One South Philly clothing boutique is getting ready to set up shop in the Fashion District, and they say they’re bringing a piece of Philadelphia movie history with them.

Although, that may be up for debate.

South Fellini’s Fashion District location will showcase a mannequin used in the 1987 Philly-filmed romantic comedy Mannequin, co-owner Tony Trov says. In the film, the mannequin, known as Emmy, comes to life at night to help protagonist Jonathan Switcher (Andrew McCarthy) create window displays in a Philadelphia department store called Prince & Company.

The flick, which starred Kim Cattrall as Emmy, was filmed in Philly at Center City’s John Wanamaker Department Store, which is now Macy’s. A 1991 sequel, Mannequin Two: On the Move, was also later filmed at Wanamaker’s.

Trov says one of the Mannequin mannequin’s is seeing the light of day once more after years in storage. A crew member from the films who wishes to remain anonymous apparently gifted the South Fellini crew the set piece — one of 20 mannequins used for action scenes during the shoot, the crew member says — and Trov and his cohorts cleaned it up for display. Six other copies were made by sculptor Tanya Wolf Ragir for close-ups in the movie.

“The copy we have only needed some paint touch-ups and a new wig,” Trov says. “We settled on ‘Disco Angel’ from the Halloween store.”
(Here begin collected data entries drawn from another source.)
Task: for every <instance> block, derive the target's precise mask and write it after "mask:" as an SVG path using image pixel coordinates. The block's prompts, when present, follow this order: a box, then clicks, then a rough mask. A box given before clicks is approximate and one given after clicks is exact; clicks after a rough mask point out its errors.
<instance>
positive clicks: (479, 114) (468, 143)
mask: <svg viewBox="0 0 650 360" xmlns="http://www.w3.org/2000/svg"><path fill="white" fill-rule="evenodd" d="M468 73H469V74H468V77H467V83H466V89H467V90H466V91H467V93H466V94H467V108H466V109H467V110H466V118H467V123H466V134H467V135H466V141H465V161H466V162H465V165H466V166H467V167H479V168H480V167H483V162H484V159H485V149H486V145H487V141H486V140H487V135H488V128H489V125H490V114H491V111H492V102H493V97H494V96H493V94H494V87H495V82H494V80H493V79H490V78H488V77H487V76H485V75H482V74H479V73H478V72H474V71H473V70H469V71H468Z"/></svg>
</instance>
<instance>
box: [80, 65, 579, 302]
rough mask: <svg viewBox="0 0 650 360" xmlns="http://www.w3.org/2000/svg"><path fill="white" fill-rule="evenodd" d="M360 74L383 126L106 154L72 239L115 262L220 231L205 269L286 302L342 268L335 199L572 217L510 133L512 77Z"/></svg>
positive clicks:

Trov says he knows his mannequin is a real-deal film prop because it bears an embossed logo of Wolf & Vine-Greneker, which created many of the full-body props used in the Mannequin movie. The South Fellini folks even cross-checked their Emmy with photos from a mannequin museum that has their own copy.

“Plus, come on,” Trov says. “In a side-by-side comparison, the resemblance is undeniable.”

However, after announcing online that they were in possession of an Emmy to display in their store, Cattrall herself claimed the prop was a fake, lending a little mystery to the situation. As Cattrall wrote on Twitter, South Fellini’s Emmy is “definitely not one of” the six mannequins made in her likeness for closeup shots, though she did not mention the apparent 20 copies made for action shots. Cattrall’s rep did not immediately respond to request for comment.

“Close but still not the real thing,” Cattrall wrote in a later Tweet. “The studio took 2 [mannequins], the director, producer, 1 went to a Mannequin museum & I still have mine.”

Trov, however, wasn’t shaken by Cattrall’s claim. In fact, he says she should come see South Fellini’s Emmy for herself.

“Kim dismissed it before she even saw a photo,” Trov says. “Hopefully she’ll come down and examine it in person before she makes any final judgements.”

The real test of its authenticity, however, may be whether the mannequin comes to life at night. Unfortunately, though, we may never know — the South Fellini folks had no comment about whether their Emmy has any magical properties.